Co-reporter:Zhengjian Xu, Luofu Liu, Tieguan Wang, Kangjun Wu, Wenchao Dou, Xingpei Song, Chenyang Feng, Xiaozhong Li, Haitao Ji, Yueshu Yang, Xiaoxiang Liu
Marine and Petroleum Geology (April 2017) Volume 82() pp:265-296
Publication Date(Web):1 April 2017
DOI:10.1016/j.marpetgeo.2017.02.012
•Three charging episodes (142–139 Ma, 128–122 Ma and 114–106 Ma) were identified.•Source rocks control the distribution of tight oil reservoirs.•Tight reservoir beds form the continuous “retained-accumulation”.•Different source-reservoir assemblages lead to different charging degrees.•PDBSR provided the main expulsion and charging force for crude oil.Tight sandstone oil reservoirs have received increasing attention in petroleum exploration and exploitation.

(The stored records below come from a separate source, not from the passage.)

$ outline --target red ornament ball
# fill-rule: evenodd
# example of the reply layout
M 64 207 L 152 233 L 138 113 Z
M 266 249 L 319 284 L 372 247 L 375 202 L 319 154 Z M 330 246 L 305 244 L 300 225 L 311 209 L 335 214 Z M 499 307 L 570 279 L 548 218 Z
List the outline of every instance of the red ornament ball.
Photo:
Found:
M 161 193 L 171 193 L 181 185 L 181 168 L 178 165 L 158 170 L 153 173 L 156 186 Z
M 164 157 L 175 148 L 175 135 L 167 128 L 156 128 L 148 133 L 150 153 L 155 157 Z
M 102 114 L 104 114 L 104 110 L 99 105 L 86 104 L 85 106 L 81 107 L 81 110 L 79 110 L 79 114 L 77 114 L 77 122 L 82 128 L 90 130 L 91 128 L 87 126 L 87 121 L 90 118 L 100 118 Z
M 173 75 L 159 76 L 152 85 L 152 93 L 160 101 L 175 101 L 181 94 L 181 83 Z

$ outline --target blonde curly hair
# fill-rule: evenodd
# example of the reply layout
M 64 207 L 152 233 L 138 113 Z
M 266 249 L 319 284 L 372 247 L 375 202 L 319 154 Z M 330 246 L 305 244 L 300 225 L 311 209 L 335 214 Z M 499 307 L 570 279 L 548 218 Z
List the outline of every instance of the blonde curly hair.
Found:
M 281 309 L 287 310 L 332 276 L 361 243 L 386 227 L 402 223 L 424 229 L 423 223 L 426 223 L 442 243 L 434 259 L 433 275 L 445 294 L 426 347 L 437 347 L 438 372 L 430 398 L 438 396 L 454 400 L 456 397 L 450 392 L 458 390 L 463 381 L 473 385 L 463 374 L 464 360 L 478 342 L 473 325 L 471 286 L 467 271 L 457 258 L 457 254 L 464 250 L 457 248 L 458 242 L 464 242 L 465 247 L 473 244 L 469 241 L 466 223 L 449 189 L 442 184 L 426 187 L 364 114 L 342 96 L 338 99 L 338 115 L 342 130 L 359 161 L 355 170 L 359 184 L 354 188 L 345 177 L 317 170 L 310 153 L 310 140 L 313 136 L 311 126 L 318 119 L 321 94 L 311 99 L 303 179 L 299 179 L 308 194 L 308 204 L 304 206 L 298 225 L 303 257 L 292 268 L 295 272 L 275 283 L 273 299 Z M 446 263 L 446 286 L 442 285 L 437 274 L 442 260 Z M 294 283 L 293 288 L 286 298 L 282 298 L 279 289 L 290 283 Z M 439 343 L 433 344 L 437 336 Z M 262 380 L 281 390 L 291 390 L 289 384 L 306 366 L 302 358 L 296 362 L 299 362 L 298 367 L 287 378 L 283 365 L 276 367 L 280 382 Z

Previous research concerning tight oil reservoirs has predominantly focused on marine basins. However, in China, tight oil reservoirs are mostly distributed in lacustrine basins. Taking the tight oil sandstones of the Yanchang Formation Chang 7 oil reservoir interval (the Chang 7 for short) in the Ordos Basin as an example, five factors are identified that control their formation and occurrence. Firstly, three episodes of oil charging took place during the Early Cretaceous, which were 142–139 Ma, 128–122 Ma and 114–106 Ma, respectively. Continuous generation and episodic expulsion led to multiple episodes of oil accumulation. Secondly, widely distributed source rocks (TOC > 1.0%) provide hydrocarbons to the Chang 7. The distribution of tight oil was controlled by the outer boundary of the source rock distribution, while the transition areas between generation (expulsion) centers were the accumulation and enrichment zones in the Chang 7. Thirdly, with the favorable conditions for retained hydrocarbons, massive continuous tight reservoir beds (average porosity = 7.6% and average permeability = 0.15 mD) developed in the Chang 7 capable of forming large-scale successive tight oil reservoirs. Fourthly, different source-reservoir assemblages have different expulsion patterns and amounts, which led to different charging degrees and sizes of tight oil accumulations. Type III (source-reservoir interbeds) will be the most favorable target for exploration and exploitation in the Chang 7, Ordos Basin. Finally, under the driving mechanism of non-buoyancy migration and accumulation, pressure differences between source and reservoir rocks (PDBSR) serve as the primary expulsion and migration force for crude oil during the main accumulation periods in the Chang 7.